Картинка дежавю. В детстве, я закончила пятый класс, мы с отцом отправились к его двоюродному брату Серафиму во Псков. В Москве делали пересадку. Пока переходили с вокзала на вокзал, пока искали туалет и кассы, даже и не подозревали, что поезд уже стоит под всеми парами. Отец честно подождал в очереди, а потом что-то вдруг решил справки навести. Ему тут же прокомпостировали билет, и мы помчались к поезду, который плавно набирал ход. Отец не стал делать крюк по перрону, а скакнул через рельсы со мной и стал бить в дверь последнего вагона. Проводница, молодец, сообразила открыть нам тамбур с обратной стороны. Папа закинул меня на грязную от угля площадку, потом наши вещички и чудом сам ухватился за поручни. Проводница, дебелая женщина, встретила его отборным матом: «Ты же ребенка мог под поезд кинуть!» Потом мы долго-долго переходили с ним из тамбура в тамбур, потому что наши места были в первом вагоне.

Вот и мой отъезд из Алма-Аты напоминает этот эпизод из детства. Во время заскочить в последний вагон уходящего поезда. Поезд уходил из «уже» в «ещё» –  в ещё неизвестную Россию из уже умирающего Советского Союза.

И так же, не без участия отца, я покинула СВ – спальный вагон –  поезда   Алма-Ата-Москва, потому что он меня, больную и немощную, просто вынес на перрон станции Ртищево, чтобы сделать пересадку и добраться домой, где меня ждали мама и дети.

Как известно, наша жизнь состоит из таких поворотов, кто-то скажет – из витков. Какая разница! Пока эта спираль раскручивается, воды реки Забвения – Леты – стремятся поглотить то, что безвозвратно прошло. Но река Памяти – Река Времени – настойчиво возвращает нас туда, куда нет пути. И пока мы можем ещё вернуться, надо непременно это сделать. Многие люди-реки, о которых я тут вспоминала, уже иссякли. Их родники усохли, напиться из высохших источников невозможно. Я вспомнила о том, что многие даже не заметили. Но это нисколько не умаляет моего рассказа. Мы все там были: зажигали свет в доме, пили чай на работе, покупали молоко в очереди, смотрели балет, читали газеты, принимали пилюли от бессонницы, писали письма, целовались, плакали, болели гриппом… – делали что угодно – жили. И не думали о том, что будет сегодня, что получится так.  Теперь мы смотрим на то, что было, и уже не можем вспомнить, в котором  часу мы зажигали свет, с кем пили чай, в каком магазине покупали молоко, какой балет смотрели, что писали в письмах, долго ли целовались, из-за чего плакали, брали ли больничный из-за гриппа… – как мы жили тогда. Если кто вспомнит, напишите. Люди – как реки. А все реки текут в море. Но море не переполняется. Не переполнится оно вашей памятью, потому что у людей короткая память.
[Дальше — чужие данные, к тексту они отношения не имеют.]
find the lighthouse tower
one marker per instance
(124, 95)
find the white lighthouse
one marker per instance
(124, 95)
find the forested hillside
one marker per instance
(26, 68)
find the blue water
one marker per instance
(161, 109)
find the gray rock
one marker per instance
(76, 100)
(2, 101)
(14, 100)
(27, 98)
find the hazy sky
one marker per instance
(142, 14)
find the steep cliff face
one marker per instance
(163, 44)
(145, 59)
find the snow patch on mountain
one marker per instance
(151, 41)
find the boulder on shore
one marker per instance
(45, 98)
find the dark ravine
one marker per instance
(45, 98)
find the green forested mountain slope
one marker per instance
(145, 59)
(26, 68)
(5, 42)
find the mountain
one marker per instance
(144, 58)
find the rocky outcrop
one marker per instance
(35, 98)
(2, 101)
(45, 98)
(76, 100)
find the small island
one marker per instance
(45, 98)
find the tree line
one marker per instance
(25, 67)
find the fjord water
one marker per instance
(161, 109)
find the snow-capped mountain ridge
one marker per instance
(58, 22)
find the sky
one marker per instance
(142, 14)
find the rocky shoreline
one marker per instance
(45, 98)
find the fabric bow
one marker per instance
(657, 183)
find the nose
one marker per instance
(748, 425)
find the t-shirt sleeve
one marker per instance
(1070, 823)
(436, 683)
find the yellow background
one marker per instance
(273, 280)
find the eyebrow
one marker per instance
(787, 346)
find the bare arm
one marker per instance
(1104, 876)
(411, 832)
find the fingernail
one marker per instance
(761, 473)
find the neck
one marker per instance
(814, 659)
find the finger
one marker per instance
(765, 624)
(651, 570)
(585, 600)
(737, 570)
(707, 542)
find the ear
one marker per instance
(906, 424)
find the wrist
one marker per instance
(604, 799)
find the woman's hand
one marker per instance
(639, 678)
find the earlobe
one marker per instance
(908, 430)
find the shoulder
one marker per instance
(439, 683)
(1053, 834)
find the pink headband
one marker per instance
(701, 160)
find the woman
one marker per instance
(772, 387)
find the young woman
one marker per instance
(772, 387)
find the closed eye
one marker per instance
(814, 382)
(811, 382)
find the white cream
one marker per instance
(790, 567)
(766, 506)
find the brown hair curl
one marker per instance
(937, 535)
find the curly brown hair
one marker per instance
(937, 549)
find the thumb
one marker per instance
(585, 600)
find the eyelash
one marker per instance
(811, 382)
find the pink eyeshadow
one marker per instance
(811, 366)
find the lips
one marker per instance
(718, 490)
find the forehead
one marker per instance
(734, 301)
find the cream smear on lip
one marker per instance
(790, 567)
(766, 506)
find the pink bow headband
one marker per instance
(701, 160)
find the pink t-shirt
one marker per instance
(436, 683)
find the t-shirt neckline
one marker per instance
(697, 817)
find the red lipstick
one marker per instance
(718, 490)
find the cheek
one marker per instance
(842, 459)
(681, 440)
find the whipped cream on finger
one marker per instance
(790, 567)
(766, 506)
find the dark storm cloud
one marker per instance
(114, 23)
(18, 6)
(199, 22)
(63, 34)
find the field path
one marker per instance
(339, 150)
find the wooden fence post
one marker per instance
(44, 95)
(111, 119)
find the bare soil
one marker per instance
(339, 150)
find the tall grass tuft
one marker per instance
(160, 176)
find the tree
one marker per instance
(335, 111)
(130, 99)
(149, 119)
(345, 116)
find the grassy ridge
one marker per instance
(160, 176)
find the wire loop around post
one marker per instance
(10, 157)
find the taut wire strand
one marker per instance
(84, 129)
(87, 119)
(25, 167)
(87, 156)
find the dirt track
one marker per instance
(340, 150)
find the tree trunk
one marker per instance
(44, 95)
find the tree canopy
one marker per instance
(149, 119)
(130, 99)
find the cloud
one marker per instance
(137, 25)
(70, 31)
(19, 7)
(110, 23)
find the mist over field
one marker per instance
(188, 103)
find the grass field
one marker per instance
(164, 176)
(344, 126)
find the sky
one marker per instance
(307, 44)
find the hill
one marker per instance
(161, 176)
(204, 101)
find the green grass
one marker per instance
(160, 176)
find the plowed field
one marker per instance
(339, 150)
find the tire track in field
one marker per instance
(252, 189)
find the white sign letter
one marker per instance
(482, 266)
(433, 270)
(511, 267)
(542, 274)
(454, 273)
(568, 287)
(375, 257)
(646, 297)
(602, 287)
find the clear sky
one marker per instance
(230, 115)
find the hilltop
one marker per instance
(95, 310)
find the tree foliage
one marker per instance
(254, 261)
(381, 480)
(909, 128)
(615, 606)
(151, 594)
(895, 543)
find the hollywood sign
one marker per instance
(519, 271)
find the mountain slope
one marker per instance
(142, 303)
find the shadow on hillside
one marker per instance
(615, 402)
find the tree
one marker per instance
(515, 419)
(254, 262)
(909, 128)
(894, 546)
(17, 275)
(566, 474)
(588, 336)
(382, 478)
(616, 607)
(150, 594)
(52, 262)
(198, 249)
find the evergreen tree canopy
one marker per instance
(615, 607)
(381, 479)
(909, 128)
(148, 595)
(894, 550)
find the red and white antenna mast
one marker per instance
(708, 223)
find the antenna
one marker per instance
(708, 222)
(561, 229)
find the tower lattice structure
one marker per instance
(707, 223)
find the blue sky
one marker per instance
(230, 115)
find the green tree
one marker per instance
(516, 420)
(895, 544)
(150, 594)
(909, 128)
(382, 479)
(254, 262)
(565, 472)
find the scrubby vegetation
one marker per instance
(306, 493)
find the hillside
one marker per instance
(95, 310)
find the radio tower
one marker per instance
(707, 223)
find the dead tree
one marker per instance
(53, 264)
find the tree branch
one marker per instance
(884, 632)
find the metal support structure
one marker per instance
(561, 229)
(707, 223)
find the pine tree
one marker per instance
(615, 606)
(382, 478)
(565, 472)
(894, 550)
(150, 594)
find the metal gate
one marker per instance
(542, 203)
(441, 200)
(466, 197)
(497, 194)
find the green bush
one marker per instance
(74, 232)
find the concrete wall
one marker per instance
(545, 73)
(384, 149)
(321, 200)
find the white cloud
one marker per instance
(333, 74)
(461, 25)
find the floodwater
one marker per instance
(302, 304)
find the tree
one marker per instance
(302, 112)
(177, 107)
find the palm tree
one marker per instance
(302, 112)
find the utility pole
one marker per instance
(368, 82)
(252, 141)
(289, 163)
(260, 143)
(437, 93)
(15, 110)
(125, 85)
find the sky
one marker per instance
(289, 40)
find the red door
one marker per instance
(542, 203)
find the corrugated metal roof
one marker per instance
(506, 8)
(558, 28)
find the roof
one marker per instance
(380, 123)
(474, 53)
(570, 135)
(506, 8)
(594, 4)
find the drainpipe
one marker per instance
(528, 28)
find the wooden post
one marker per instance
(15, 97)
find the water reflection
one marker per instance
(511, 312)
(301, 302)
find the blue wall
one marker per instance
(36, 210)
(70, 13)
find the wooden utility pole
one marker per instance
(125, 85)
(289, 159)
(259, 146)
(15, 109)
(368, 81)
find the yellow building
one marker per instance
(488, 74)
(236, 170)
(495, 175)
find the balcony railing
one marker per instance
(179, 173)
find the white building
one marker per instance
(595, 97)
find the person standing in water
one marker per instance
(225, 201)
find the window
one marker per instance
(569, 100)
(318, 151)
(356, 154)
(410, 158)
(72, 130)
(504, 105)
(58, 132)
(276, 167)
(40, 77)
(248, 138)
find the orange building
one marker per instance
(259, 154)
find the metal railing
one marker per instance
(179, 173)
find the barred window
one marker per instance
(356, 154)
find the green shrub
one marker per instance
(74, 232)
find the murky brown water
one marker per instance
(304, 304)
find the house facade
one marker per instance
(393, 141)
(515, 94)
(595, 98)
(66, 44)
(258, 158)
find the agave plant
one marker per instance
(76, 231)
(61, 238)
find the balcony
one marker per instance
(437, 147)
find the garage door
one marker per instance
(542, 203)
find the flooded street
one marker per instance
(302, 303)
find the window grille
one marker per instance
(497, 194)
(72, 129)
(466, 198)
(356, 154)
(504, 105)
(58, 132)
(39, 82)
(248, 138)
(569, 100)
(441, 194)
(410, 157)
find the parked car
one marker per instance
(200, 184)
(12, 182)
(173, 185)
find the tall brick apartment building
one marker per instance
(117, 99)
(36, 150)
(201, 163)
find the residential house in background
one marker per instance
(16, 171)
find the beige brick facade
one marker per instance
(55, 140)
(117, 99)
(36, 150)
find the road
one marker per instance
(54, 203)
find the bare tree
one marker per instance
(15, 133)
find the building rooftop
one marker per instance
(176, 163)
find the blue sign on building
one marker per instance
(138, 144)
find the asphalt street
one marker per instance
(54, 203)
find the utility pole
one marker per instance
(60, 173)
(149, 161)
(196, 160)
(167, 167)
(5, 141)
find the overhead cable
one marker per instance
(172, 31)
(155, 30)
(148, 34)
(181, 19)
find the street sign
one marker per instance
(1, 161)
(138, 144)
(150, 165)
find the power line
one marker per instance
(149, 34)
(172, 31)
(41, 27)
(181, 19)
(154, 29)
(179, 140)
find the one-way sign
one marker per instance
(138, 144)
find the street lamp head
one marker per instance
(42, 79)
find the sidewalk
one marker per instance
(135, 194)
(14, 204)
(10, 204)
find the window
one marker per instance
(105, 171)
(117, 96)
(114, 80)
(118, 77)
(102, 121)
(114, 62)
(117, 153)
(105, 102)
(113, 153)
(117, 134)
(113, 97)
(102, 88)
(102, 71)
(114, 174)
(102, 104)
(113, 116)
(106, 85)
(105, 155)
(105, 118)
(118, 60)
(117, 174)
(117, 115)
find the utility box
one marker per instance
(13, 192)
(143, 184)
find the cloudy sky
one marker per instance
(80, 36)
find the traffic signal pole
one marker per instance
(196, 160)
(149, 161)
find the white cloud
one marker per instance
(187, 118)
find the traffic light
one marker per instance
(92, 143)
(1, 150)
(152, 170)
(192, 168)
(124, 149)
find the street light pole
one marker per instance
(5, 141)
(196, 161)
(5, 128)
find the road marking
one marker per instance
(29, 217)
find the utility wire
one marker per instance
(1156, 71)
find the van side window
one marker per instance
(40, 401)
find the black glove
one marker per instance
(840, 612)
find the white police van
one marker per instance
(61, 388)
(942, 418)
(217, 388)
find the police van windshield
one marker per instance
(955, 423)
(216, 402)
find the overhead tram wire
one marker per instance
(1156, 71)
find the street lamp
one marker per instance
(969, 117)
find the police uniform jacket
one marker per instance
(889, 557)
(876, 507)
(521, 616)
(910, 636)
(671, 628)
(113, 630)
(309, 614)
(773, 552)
«И все возвращается на круги своя»… И каждый наш поворот – это новый наш круг, на который мы возвращаемся, но уже в ином переосмыслении. 

Теперь мне часто снится этот город у подножия зелёных гор. И снятся только улицы и трамваи, на которых я еду к своему бывшему дому и всё попадаю не туда, потому что маршруты давно изменились. Сразу, как я уехала, снилось родное издательство: длинный коридор, распахнутые от жары двери кабинетов. Я иду, и в каждом кабинете у меня знакомые, но я их не вижу, а только о них знаю, что они там. Иду, и не могу дойти до двери своей редакции… Теперь еду и всё попадаю не туда.

Время не возвращается. В Реку Времени дважды не попадают. Время, когда все реки текли в гору, давно и безвозвратно прошло. Чтобы не быть неблагодарной тем людям, которые со мной тогда работали и общались, чтобы их не забыть, я написала свои воспоминания о том, чего многие не заметили. Я ведь тоже много чего не заметила. У каждого свой поток в Реке Времени.